20+ Open Source Computer Vision Datasets

What is the best place to find computer vision datasets? Check out this list of 20+ curated image and video datasets and start annotating data and training your models today.
Read time
min read  ·  
August 4, 2021
Covid-19 X-ray dataset in V7

AI is driven by data—not code.

This bold statement could have sounded outlandish a few years back, but not anymore. However—

There is still one problem.

Quality training data can be really hard to access. It might take you days or weeks to find a suitable dataset for your computer vision tasks.

But, worry not.

In this article, we've put together a comprehensive list of quality computer vision datasets that you can access for free.

Have a look.

Accurate AI file analysis at any scale

Turn images, PDFs, or free-form text into structured insights

Ready to streamline AI product deployment right away? Check out:

COVID-19 X-Ray Dataset (V7)

It is V7’s original dataset containing 6500 images of AP/PA chest X-Rays with pixel-level polygonal lung segmentations. There are 517 cases of COVID-19 amongst these. 

Each image contains:

  • Two "Lung" segmentation masks
  • A tag for the type of pneumonia (viral, bacterial, fungal, healthy/none)
  • If the patient has COVID-19, additional tags stating age, sex, temperature, location, intubation status, ICU admission, and patient outcome.

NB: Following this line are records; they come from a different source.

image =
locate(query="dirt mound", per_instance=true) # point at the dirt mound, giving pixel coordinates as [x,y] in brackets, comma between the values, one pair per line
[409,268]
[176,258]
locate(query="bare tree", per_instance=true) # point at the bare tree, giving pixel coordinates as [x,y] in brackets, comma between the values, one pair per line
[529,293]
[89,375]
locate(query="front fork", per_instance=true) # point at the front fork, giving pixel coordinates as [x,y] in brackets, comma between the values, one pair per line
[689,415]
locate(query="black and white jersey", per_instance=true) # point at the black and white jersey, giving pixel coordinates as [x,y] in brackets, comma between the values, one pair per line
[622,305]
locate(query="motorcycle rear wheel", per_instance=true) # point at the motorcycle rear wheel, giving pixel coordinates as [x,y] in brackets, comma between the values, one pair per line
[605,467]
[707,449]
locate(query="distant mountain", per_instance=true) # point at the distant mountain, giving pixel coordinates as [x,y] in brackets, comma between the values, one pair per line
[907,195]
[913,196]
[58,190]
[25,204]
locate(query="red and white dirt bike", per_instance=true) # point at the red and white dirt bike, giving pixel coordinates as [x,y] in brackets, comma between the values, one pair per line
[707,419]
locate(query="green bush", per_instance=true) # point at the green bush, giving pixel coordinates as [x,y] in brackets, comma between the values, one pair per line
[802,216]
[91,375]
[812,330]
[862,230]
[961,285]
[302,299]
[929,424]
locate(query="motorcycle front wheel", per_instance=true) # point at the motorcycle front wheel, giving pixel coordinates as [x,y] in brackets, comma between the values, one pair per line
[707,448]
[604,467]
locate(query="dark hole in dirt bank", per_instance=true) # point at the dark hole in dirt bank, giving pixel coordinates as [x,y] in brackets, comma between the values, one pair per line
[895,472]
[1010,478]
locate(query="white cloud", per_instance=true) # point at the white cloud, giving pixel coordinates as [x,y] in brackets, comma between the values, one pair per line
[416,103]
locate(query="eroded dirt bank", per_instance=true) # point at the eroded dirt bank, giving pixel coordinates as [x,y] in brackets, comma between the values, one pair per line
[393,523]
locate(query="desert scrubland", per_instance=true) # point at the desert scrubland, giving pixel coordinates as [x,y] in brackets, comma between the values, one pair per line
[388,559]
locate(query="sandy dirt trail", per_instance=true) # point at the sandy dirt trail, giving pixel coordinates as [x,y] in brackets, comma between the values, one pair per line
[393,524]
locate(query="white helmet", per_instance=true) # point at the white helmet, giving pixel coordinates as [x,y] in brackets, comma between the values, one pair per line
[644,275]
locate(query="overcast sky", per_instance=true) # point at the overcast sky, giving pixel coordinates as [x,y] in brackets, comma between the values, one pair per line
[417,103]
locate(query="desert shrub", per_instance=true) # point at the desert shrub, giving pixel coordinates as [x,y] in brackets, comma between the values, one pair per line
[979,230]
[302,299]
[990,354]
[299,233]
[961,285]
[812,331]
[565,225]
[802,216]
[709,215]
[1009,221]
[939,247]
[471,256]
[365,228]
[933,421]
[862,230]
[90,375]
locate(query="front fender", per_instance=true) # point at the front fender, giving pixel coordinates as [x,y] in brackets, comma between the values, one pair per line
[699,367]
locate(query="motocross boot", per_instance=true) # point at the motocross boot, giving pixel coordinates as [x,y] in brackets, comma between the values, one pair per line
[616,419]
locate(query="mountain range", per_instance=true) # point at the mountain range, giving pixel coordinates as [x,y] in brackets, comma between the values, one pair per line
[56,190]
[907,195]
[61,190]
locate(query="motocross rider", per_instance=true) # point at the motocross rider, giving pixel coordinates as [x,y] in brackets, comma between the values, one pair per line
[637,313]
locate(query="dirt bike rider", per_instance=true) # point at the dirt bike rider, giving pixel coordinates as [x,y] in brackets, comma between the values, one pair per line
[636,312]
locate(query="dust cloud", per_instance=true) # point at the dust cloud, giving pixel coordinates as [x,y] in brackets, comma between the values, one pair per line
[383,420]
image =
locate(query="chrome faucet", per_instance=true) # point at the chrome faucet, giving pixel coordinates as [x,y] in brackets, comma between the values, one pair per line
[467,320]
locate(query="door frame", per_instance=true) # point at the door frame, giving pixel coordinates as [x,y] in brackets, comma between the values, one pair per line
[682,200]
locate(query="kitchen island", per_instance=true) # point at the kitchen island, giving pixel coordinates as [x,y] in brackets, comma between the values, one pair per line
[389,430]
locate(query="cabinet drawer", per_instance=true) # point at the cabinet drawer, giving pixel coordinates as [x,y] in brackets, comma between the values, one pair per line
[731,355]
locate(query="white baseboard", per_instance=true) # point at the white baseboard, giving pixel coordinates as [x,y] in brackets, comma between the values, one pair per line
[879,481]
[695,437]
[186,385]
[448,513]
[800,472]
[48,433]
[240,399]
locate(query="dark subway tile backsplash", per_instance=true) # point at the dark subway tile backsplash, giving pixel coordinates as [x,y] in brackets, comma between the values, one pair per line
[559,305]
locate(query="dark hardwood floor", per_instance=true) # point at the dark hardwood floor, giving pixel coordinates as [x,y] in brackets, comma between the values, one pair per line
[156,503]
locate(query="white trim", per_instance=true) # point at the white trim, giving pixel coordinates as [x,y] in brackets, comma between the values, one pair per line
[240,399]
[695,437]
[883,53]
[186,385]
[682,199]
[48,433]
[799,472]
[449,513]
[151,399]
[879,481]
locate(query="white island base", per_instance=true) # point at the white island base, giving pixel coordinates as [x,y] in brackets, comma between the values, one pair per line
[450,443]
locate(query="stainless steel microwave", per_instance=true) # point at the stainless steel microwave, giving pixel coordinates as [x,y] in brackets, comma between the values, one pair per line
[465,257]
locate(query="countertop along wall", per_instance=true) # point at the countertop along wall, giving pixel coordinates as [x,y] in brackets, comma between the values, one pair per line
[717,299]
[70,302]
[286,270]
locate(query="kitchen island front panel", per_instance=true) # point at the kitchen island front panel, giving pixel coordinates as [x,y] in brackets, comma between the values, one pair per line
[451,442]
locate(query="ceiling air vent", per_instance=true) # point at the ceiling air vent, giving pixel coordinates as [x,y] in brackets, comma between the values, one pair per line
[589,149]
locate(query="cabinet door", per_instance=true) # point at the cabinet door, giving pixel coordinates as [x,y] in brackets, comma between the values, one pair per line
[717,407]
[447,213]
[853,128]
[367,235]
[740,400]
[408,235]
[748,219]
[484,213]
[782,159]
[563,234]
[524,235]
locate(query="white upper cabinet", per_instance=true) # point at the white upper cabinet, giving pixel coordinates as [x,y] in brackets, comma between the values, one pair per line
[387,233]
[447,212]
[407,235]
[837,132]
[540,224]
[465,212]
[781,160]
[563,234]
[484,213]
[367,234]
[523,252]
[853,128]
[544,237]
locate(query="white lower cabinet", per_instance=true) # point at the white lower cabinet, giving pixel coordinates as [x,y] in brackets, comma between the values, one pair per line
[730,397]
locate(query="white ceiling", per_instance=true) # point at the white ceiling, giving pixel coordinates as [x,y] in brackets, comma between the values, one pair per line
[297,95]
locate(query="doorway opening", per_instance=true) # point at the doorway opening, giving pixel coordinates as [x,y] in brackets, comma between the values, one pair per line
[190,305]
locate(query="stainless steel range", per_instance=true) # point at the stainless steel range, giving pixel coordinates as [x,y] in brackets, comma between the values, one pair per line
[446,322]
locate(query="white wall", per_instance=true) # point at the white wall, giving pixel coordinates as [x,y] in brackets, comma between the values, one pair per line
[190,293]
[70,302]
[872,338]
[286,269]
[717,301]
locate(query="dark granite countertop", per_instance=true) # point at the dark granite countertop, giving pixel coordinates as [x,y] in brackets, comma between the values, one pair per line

Lung annotations are polygons following pixel-level boundaries. You can export them in COCO, VOC, or Darwin JSON formats. Each annotation file contains a URL to the original full resolution image and a reduced size thumbnail.

For more details, check out: COVID-19 X-Ray dataset (Github)

CIFAR-10 & CIFAR-100

The CIFAR-10 and CIFAR-100 are labeled subsets of the 80 million tiny images dataset collected by Alex Krizhevsky, Vinod Nair, and Geoffrey Hinton.

CIFAR-10 contains 60000 32x32 color images with 10 classes (animals and real-life objects). There are 6000 images per class. This dataset has 50000 training images and 10000 test images. The classes are mutually exclusive, without any overlaps.

CIFAR-100 consists of 100 classes containing 600 images each. There are 500 training images and 100 testing images per class. 


ImageNet is one of the most popular image databases with more than 14 million hand-annotated images.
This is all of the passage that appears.